In [1]:
# -*- coding: utf-8 -*-
# -*- authors : Vincent Roduit -*-
# -*- date : 2024-09-30 -*-
# -*- Last revision: 2024-09-30 by Vincent Roduit -*-
# -*- python version : 3.9.19 -*-
# -*- Description: Constants used in the code *-

# <center> CS - 423: Distributed Information Systems </center>
## <center> Ecole Polytechnique Fédérale de Lausanne </center>
### <center>Project 1: Document Retrieval </center>
---

In [34]:
#import libraries
import pandas as pd
import os
from nltk.corpus import stopwords
import pickle as pkl
import nltk
from nltk.stem import PorterStemmer
import string
from tqdm import tqdm
import math
from collections import Counter
from nltk.tokenize import RegexpTokenizer
from nltk.corpus import stopwords
from nltk.stem import PorterStemmer
from gensim.models import Word2Vec
import multiprocessing
import numpy as np
from time import time
from sklearn.metrics.pairwise import cosine_similarity
cores = multiprocessing.cpu_count()

#import files
from constants import *
from utils import *
from corpus import *

# automatically reload the module
%load_ext autoreload
%autoreload 2

The autoreload extension is already loaded.

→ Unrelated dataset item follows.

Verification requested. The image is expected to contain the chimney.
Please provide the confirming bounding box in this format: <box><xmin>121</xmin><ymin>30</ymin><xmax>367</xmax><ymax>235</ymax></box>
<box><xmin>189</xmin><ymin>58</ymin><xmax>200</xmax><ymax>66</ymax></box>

To reload it, use:
  %reload_ext autoreload


# 1. Loading Data

In [41]:
documents = Corpus(corpus_path=CORPUS)
documents.load_corpus()

Loading corpus from pickle


In [26]:
def vectorize(doc, stopwords, w2v_model) -> np.ndarray:
        """
        Identify the vector values for each word in the given document
        :param doc:
        :return:
        """
        doc = doc.lower()
        words = [w for w in doc.split(" ") if w not in stopwords]
        word_vecs = []
        for word in words:
            try:
                vec = w2v_model[word]
                word_vecs.append(vec)
            except KeyError:
                # Ignore, if the word doesn't exist in the vocabulary
                pass
        if not word_vecs:
            # If empty - return zeros
            return np.zeros(w2v_model.vector_size)
        vector = np.mean(word_vecs, axis=0)
        return vector

In [28]:
tqdm.pandas()
corpus['vectors'] = corpus.progress_apply(lambda x: vectorize(x['text'], STOP_WORDS['en'], w2v_model), axis=1)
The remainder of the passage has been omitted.